File Sharing Over Infiniband on FreeBSD

freebsdinfinibandnfszfs

I have a pair of servers, which I'd like to connect to each other
directly — rather than through the switch shared by the rest of
the network. I expect to benefit from lower latency and higher
bandwidth afforded by the direct connection (including the much
larger MTUs).

Both machines currently run FreeBSD-11.2 and each has its own ZFS
pool with multiple filesystems. Speedy cross-access to these
filesystems is one of the primary objectives.

To this end I bought a pair of used cards (Mellanox IBM 46M2201
Dual Port ConnectX 4X
) and have the following questions:

  1. What are my connectivity options? The primary purpose is
    sharing data — is NFS my only choice, or does FreeBSD
    have something Infiniband-specific?
  2. If it is NFS, does it have to be over IP, or is there
    some "more intimate" Infiniband-specific protocol?
  3. If it is NFS over IP, should I pick UDP or TCP? Any other
    tuning parameters to squeeze the most from the direct
    connection?
  4. What type of cable do I need to connect these directly?
    To my surprise, searching for "infiniband cable" returned
    a variety of products with different connectors. enter image description here

Thank you very much in advance for any insights. If there is an online
document with (some of) these questions answered, I'd be happy to take
the link — everything I am able to find seems vendor-specific…

(Why is this question about connecting servers considered "off-topic" on Serverfault?)

Best Answer

I don't have answers for 1-3, only some additional information about Infiniband(IB) applications that may help you find the answer. I can answer 4 though.

1) What are my connectivity options? The primary purpose is sharing data -- is NFS my only choice, or does FreeBSD have something Infiniband-specific?

2) If it is NFS, does it have to be over IP, or is there some "more intimate" Infiniband-specific protocol?

The key word to look for is probably NFS over RDMA, but a quick search shows that it may not be complete yet for FreeBSD. You could also look into SRP or iSER, but I found no references to any applications using these IB protocols.

3) If it is NFS over IP, should I pick UDP or TCP? Any other tuning parameters to squeeze the most from the direct connection?

TCP. According to the FreeBSD IB Wiki, as part of your IB configuration, you're setting connected mode, which is akin to using TCP. At least in the Linux world, when using connected mode, you should only use NFS over TCP and not UDP. NFS over UDP should only be done when using datagram mode, and neither is recommended.

4) What type of cable do I need to connect these directly?
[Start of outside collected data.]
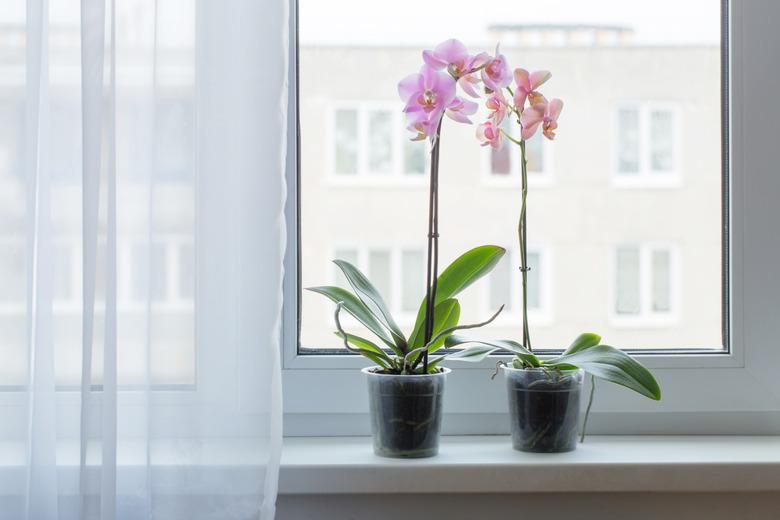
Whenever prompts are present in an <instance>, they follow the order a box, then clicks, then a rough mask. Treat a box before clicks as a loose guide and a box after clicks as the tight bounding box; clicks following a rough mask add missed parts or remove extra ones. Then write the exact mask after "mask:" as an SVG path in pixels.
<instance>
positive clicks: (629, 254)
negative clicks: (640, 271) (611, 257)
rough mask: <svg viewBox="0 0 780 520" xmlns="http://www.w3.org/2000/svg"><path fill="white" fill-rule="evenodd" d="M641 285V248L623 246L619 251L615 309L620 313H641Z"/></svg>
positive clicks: (618, 255) (616, 279)
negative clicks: (623, 246)
mask: <svg viewBox="0 0 780 520" xmlns="http://www.w3.org/2000/svg"><path fill="white" fill-rule="evenodd" d="M639 286H640V280H639V250H638V249H636V248H633V247H632V248H628V247H622V248H620V249H618V251H617V273H616V288H617V298H616V304H615V311H616V312H617V313H618V314H639V311H640V309H641V307H640V293H639V291H640V289H639Z"/></svg>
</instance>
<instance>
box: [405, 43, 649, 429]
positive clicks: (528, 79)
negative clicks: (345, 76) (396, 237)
mask: <svg viewBox="0 0 780 520" xmlns="http://www.w3.org/2000/svg"><path fill="white" fill-rule="evenodd" d="M423 59H424V61H425V65H423V68H422V69H421V71H420V73H419V74H416V75H412V76H409V77H407V78H405V79H404V80H402V81H401V83H400V84H399V92H400V94H401V98H402V99H404V101H405V102H406V108H405V109H404V111H405V113H406V115H407V118H408V122H409V129H410V130H412V131H414V132H415V133H416V136H415V139H420V140H422V139H426V138H427V139H430V141H431V143H432V145H433V153H434V154H435V161H436V162H435V165H436V168H438V146H439V143H440V140H441V139H440V138H441V115H442V114H446V115H447V116H449V117H450V118H451V119H454V120H455V121H458V122H464V123H470V122H471V121H470V120H469V118H468V116H470V115H474V114H475V113H476V111H477V106H476V103H475V102H473V101H470V100H466V99H462V98H460V97H458V96H457V95H456V85H458V86H460V87H461V90H462V91H463V92H465V93H466V94H467V95H468V96H470V97H472V98H478V97H479V98H483V99H484V103H485V107H486V108H487V111H488V117H487V120H486V121H484V122H482V123H481V124H479V125H478V126H477V129H476V136H477V139H478V140H479V141H480V143H481V145H482V146H490V147H493V148H500V147H502V146H504V145H505V144H507V142H508V143H509V144H510V145H516V146H518V147H519V148H520V156H521V159H520V165H521V198H520V217H519V219H518V225H517V237H518V244H519V249H520V266H519V268H520V272H521V279H522V283H521V288H522V327H523V330H522V341H521V342H520V343H518V342H515V341H511V340H494V341H482V340H474V339H471V338H461V337H458V336H450V337H448V338H447V340H446V345H447V346H451V347H453V346H464V345H468V344H471V345H474V344H478V345H482V346H486V347H491V348H494V349H495V350H505V351H509V352H512V353H513V354H515V357H514V359H513V361H512V366H513V367H514V368H527V369H542V370H548V371H550V372H551V375H553V376H554V375H555V374H557V373H558V372H560V371H561V370H568V369H573V368H582V369H583V370H585V371H586V372H588V373H589V374H590V375H591V381H592V382H595V380H594V378H595V377H598V378H601V379H605V380H607V381H611V382H613V383H617V384H620V385H623V386H626V387H628V388H630V389H632V390H634V391H636V392H638V393H640V394H642V395H644V396H646V397H649V398H651V399H655V400H658V399H660V397H661V392H660V388H659V386H658V383H657V382H656V381H655V379H654V378H653V376H652V374H650V372H649V371H648V370H647V369H646V368H645V367H644V366H642V365H641V364H640V363H639V362H637V361H636V360H634V359H633V358H631V357H630V356H628V355H627V354H626V353H625V352H623V351H621V350H619V349H616V348H614V347H611V346H608V345H602V344H601V337H600V336H598V335H596V334H592V333H585V334H582V335H580V336H579V337H578V338H577V339H576V340H575V341H574V342H573V343H572V345H571V346H570V347H569V348H568V349H567V350H566V351H565V352H564V354H563V355H562V356H559V357H556V358H554V359H549V360H543V359H541V358H539V357H538V356H537V355H536V354H535V353H534V352H533V348H532V345H531V336H530V331H529V327H528V299H527V279H528V271H529V270H530V267H529V266H528V259H527V243H528V237H527V222H526V221H527V219H526V214H527V197H528V169H527V158H526V142H527V141H528V140H529V139H531V138H532V137H533V136H534V135H535V134H536V133H537V132H538V131H541V132H542V134H543V135H544V137H546V138H547V139H549V140H553V139H554V138H555V133H556V130H557V128H558V118H559V117H560V115H561V111H562V110H563V101H561V100H560V99H557V98H553V99H551V100H549V101H548V99H547V97H545V96H544V95H543V94H542V93H541V92H540V90H539V89H540V87H541V86H542V85H544V84H545V83H546V82H547V81H548V80H549V79H550V78H551V76H552V75H551V74H550V72H549V71H546V70H540V71H535V72H529V71H528V70H526V69H523V68H516V69H514V70H513V71H512V70H511V69H510V67H509V64H508V62H507V59H506V57H505V56H504V55H503V54H501V53H500V50H499V47H498V46H496V51H495V53H494V55H493V56H489V55H487V54H485V53H481V54H476V55H470V54H469V53H468V51H467V49H466V47H465V46H464V45H463V44H462V43H460V42H459V41H457V40H447V41H445V42H443V43H441V44H439V45H438V46H437V47H436V48H435V49H434V50H433V51H424V52H423ZM441 71H446V74H444V73H442V72H441ZM478 73H479V75H477V74H478ZM480 84H481V85H480ZM480 86H481V89H478V88H477V87H480ZM480 91H481V92H480ZM505 118H509V119H510V120H511V121H514V122H516V124H517V125H519V129H520V132H519V136H520V137H519V138H516V137H513V136H512V135H511V134H510V133H509V132H507V131H506V130H504V129H503V126H502V123H503V122H504V119H505ZM433 178H434V177H433V173H432V179H433ZM434 217H435V215H434ZM434 233H435V230H434ZM434 237H435V235H434ZM433 292H434V293H435V285H434V286H433ZM591 388H593V387H591ZM592 397H593V396H592V393H591V399H590V401H591V402H592ZM586 417H587V414H586ZM583 430H584V429H583Z"/></svg>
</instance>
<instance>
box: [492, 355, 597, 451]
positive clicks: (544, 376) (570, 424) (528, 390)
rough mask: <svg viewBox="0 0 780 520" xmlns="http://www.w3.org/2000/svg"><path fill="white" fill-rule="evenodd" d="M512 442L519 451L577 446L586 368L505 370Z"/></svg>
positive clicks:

To my surprise, searching for "infiniband cable" returned a variety of products with different connectors.

You want a "QDR" cable, which is short for "Quad Data Rate," or 40Gbps. The ConnectX-3 cards do FDR, which is short for "Fourteen Data Rate," or 56Gbps (14Gbps*4 lanes.) Either cable should work fine for your card.

You can buy Mellanox branded cables, in which case you know it will work, or you can get an off-brand. I like the 3M brand cables. They're a flat cable that support a very sharp bend radius, and allow you to stack a bunch of cables in very small space without any crosstalk. Used Mellanox QDR cables ought to be really cheap on eBay. I've never bought used, but if you do that, you MUST get a cable that has been tested - that's a hard thing to troubleshoot if you don't have a working system to compare against.
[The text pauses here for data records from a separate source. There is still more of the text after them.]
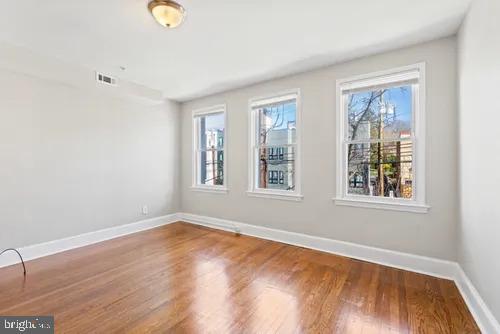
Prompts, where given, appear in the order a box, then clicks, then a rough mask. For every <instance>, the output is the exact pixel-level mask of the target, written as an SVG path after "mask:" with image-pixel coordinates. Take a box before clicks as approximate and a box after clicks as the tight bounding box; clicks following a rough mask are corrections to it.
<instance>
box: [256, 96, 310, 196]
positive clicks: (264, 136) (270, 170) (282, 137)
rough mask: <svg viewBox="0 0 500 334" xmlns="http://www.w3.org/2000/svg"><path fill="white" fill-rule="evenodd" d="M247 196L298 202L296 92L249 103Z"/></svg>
mask: <svg viewBox="0 0 500 334" xmlns="http://www.w3.org/2000/svg"><path fill="white" fill-rule="evenodd" d="M249 122H250V141H249V142H250V148H249V162H250V167H249V191H248V194H249V195H251V196H260V197H268V198H277V199H287V200H300V199H301V198H302V196H301V194H300V172H299V169H300V139H299V138H300V108H299V92H298V90H295V91H291V92H286V93H283V94H279V95H275V96H271V97H264V98H259V99H253V100H251V101H250V121H249Z"/></svg>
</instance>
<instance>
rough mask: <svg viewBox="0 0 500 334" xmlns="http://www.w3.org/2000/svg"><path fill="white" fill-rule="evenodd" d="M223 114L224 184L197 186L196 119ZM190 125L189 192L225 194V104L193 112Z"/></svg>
mask: <svg viewBox="0 0 500 334" xmlns="http://www.w3.org/2000/svg"><path fill="white" fill-rule="evenodd" d="M219 113H223V114H224V149H223V151H224V179H223V180H224V184H223V185H213V186H212V185H206V184H198V157H197V154H196V152H197V150H198V147H197V145H198V126H197V125H196V118H197V117H201V116H205V115H210V114H219ZM191 125H192V129H191V132H192V134H193V135H192V140H193V145H192V149H191V151H192V157H191V166H192V171H191V190H193V191H200V192H206V193H217V194H225V193H227V192H228V188H227V180H228V179H227V176H228V174H227V143H228V140H227V138H228V136H227V133H228V131H227V112H226V105H225V104H218V105H214V106H211V107H207V108H201V109H196V110H193V112H192V116H191Z"/></svg>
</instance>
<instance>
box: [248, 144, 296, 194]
mask: <svg viewBox="0 0 500 334" xmlns="http://www.w3.org/2000/svg"><path fill="white" fill-rule="evenodd" d="M279 147H291V148H293V155H294V159H293V162H289V163H290V164H292V165H293V173H294V174H295V175H297V147H298V145H297V144H286V145H261V146H254V148H253V150H254V153H253V156H254V158H253V161H254V166H253V173H254V174H253V175H254V177H253V182H254V189H256V190H259V191H267V190H270V191H273V192H275V191H281V192H285V193H294V192H295V190H276V189H268V188H261V187H259V174H260V157H259V156H260V152H259V151H260V150H262V149H265V150H267V149H269V148H279ZM282 155H283V158H285V156H286V153H285V152H283V153H282ZM275 156H276V155H275ZM266 158H267V160H269V161H273V162H275V161H279V160H280V157H279V156H278V158H274V159H270V158H269V155H267V156H266ZM296 183H297V178H296V177H295V178H294V187H295V189H296V187H297V185H296ZM276 184H284V176H283V182H282V183H279V176H278V183H276Z"/></svg>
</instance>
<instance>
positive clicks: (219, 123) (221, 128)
mask: <svg viewBox="0 0 500 334" xmlns="http://www.w3.org/2000/svg"><path fill="white" fill-rule="evenodd" d="M197 122H198V131H199V133H198V141H199V143H198V145H199V148H200V150H208V149H221V148H223V147H224V128H225V126H224V114H223V113H218V114H209V115H206V116H200V117H198V119H197Z"/></svg>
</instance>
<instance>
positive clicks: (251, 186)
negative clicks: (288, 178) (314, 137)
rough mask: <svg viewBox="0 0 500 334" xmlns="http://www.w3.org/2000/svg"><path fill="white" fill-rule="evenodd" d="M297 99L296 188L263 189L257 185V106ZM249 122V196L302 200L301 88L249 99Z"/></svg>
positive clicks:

There are two types of cables - passive (copper) or active (fiber) cables. The fiber cables are permanently attached to the QSFP connectors, so you'll have to get them in specific lengths. Copper has a max length of 3 meters, or maybe up to 5 meters - any longer, and you have to use the fiber cables. Don't get a fiber cable until you have everything 100% working on copper. I've seen instances where the copper works fine, but the fiber does not, due to an odd failure mode in hardware. Eliminate that possibility until you have experience and an inventory of parts to troubleshoot with.

And now, a few other hints that you didn't ask for, but might help. First, make sure you're running opensm on one of the systems. Think of it like a dhcp server; without it the two systems will physically link, but not pass any data.

Second, some Mellanox cards will operate in either IB mode or Ethernet mode. These are usually the VPI series of cards. I'm not sure if that was an option on ConnectX-2 or if your cards support it. But if they do, it may be easier to have those cards run as 40GBE instead of QDR IB and have good NFS performance. In my experience on Linux, we see IPoIB has about 20-30% of the performance as wire speed. You'll get wire speed with IB protocols like RDMA, or by switching to Ethernet mode.